It is this infrastructure of laws and institutions that create a foundation in which trust is possible. When these laws and institutions function properly we gain the ability to transfer property (temporarily or permanently), which is critical to economic development. So we can rent out our homes without fear of the renter taking it over and refusing to move out; we can rent out our cars and know they will be returned. Likewise, a tenant farmer can rent land for a season or a year and invest in that land without fear that the landowner will reclaim it just as the crop is ripe for the picking.
When this web of laws and institutions is absent or non-functioning, such arrangements don’t end well. Which is why the sharing economy is so instructive for our efforts to address poverty in the developing world where legal systems related to land and property are often absent or function poorly. Indeed, as the sharing economy has taken root, vast quantities of dead capital (underused cars, homes and labor) have come to life. This is exactly what is needed in the developing world.
Consider the case of sub-Saharan Africa. An estimated 90 percent of the land in Africa is undocumented, according to the World Bank.
This lack of legal certainty means that a farmer would be reluctant to rent out surplus farmland to those without enough access to land because she doesn’t have legal rights to it and is worried about getting it back from the renter. This lack of legal certainty casts an even longer shadow on the farmer’s opportunities: It creates a disincentive for that farmer – or those to whom she rents her land – to invest in that land. Any investment in the land, such as the application of high-quality fertilizer or upgrades to irrigation, make the land more valuable and more attractive to others (such as powerful neighbors or relatives), thereby increasing the risk of appropriation.
So while a homeowner in California is free to rent out his or her home while away for the summer and maximize ROI, a farmer in Uganda minimizes her input, both labor and financial, as a reaction to a perceived high risk of losing that land and any investment made in it.
Not surprisingly, this is a recipe for small harvests and enduring poverty.
Beyond the stranglehold it places on farmers’ ability to advance, it also diminishes their interest in protecting their land for future generations. (Why preserve a tree if there is a chance your neighbor will chop it down and steal the wood?) And it impacts the type of crop grown. (Think fast and cheap.)
The lack of a functioning property rights regime does not just restrict how farmers in much of the world can leverage their property, it impacts how they leverage their own labor. And labor is typically a poor family’s most abundant resource.
In one study, researchers found that families with legal and secure rights to their land worked, on average, 17 percent more hours every week. Researchers found that they did so because they didn’t have to sit at home or in their fields and protect their property from intruders. The developing world’s farmers need the security to work, plan and invest more and worry less.
Despite the obvious benefits, most of the world’s poorest women and men, an estimated 1 billion people, do not have secure rights to land and property.
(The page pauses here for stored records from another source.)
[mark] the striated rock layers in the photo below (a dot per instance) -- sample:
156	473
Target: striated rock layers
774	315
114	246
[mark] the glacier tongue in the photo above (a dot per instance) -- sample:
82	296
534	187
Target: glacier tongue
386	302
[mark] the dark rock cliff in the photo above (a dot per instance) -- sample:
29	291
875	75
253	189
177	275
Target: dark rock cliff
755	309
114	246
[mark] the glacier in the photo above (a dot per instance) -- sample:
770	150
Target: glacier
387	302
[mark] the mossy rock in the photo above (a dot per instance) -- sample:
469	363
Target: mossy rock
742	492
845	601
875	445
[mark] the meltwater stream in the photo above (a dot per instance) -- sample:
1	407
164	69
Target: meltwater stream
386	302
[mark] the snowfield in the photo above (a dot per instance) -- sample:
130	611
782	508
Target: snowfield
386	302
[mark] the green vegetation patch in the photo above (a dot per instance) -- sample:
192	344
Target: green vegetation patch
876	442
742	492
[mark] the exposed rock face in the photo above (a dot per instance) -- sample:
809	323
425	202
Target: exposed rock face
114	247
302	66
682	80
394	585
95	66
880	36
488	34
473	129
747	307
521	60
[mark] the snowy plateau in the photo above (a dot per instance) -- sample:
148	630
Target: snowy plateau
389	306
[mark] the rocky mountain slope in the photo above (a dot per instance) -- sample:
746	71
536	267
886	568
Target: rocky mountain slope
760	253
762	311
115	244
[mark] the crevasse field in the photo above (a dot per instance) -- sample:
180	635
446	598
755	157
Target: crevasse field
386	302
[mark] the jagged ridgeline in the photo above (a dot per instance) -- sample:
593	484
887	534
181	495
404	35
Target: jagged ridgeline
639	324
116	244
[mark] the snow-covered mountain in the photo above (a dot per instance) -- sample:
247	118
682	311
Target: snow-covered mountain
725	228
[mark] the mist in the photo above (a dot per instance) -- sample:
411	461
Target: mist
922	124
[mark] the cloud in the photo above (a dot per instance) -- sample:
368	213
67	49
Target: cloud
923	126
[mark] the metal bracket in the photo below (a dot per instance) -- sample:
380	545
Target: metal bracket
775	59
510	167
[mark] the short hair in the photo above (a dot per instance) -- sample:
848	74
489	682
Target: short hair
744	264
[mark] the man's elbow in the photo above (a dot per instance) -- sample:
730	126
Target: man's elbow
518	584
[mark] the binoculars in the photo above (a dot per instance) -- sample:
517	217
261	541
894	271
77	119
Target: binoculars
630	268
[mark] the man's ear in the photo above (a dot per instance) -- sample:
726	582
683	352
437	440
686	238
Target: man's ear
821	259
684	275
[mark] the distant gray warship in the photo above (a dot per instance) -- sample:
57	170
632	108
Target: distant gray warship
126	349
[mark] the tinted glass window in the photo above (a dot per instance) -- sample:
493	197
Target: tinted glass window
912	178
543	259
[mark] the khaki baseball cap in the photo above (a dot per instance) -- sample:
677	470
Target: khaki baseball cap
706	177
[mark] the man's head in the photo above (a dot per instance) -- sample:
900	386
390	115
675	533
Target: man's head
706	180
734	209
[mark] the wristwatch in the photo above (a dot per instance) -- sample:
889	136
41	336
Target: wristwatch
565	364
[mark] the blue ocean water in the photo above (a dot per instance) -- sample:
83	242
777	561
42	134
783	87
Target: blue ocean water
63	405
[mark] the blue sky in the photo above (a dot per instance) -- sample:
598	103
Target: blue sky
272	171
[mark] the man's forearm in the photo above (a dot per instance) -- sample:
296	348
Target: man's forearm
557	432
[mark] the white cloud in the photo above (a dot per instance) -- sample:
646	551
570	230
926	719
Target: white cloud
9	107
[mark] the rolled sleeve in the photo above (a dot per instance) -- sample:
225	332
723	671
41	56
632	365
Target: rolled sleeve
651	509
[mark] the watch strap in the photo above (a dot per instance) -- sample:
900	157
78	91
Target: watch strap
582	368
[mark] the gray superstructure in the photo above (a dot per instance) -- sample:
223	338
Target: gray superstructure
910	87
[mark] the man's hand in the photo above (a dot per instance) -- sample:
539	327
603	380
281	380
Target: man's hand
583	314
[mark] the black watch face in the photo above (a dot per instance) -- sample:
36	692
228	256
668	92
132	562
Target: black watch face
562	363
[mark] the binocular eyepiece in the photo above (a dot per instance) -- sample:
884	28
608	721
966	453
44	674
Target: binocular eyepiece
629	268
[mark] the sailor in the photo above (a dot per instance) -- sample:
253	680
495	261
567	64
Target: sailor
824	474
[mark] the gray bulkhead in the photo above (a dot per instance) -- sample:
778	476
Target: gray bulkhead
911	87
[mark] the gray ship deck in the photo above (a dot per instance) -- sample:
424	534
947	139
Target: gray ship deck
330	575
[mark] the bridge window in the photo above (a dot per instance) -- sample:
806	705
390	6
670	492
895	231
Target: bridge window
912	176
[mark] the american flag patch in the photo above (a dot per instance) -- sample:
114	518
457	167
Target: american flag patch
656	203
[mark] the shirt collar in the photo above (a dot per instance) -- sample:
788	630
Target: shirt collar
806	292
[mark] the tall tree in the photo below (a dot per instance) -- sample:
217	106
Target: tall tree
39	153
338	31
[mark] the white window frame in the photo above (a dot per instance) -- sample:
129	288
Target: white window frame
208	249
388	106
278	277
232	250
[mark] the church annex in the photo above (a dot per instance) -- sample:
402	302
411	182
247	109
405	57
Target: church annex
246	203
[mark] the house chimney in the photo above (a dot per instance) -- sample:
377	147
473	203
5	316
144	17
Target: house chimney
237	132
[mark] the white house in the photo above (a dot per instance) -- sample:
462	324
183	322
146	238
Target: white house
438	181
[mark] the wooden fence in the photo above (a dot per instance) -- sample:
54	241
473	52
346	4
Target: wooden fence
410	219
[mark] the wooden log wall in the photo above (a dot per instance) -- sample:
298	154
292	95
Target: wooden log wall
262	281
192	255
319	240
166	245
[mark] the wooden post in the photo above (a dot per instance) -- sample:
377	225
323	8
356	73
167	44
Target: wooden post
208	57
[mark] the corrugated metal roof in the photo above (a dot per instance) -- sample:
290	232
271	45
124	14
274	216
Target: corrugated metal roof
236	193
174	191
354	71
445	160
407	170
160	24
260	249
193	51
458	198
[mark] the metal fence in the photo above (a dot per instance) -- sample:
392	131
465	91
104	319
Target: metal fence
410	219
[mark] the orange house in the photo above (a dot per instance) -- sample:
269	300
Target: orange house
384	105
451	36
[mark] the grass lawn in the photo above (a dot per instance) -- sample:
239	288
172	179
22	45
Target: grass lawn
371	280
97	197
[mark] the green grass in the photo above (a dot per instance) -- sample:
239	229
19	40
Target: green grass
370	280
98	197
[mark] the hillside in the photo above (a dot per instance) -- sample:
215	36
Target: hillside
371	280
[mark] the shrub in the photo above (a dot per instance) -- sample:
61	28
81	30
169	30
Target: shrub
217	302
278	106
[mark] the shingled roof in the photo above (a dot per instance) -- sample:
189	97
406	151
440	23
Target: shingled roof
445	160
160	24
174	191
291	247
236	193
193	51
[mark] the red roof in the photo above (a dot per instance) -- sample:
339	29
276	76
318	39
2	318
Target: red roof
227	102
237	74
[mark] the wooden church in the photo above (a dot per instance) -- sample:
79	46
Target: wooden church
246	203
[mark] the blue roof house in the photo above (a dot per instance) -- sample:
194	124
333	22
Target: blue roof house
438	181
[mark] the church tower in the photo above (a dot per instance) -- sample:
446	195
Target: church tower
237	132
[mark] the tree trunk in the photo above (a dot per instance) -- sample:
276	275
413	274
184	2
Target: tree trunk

As developing countries progress, governments need to create effective paths out of farming and into manufacturing to grow their economies. They need to ensure that families can transfer their land through market mechanisms to others when they exit farming. Without this ability, too many families are forced to migrate penniless to cities where they become part of the marginalized urban squatter population.
There is an alternative.
Countries, most notably Rwanda, have in recent years transformed their property rights and land tenure systems to convert terra incognita into formalized parcels with legal owners. This can apply to a variety of different “ownership-like” systems (individual or communal) and can provide a key window for strengthening property rights for women and communities – key to achieving larger development gains.
Research shows farmers respond to legally recognized property rights by increasing their investment in the land to improve their harvests. And research likewise shows that women with secure rights to land plow those gains back into their families.
Such efforts need to be supported and broadened.
Donor agencies and the international development community should look to the legal infrastructure that allows our sharing economy’s Ubers and Airbnbs to thrive, and recognize the need to support secure property rights in Africa, Asia and Latin America.
Because, ultimately, you can’t share something that you don’t own in the first place.
Chris Jochnick is CEO of Landesa.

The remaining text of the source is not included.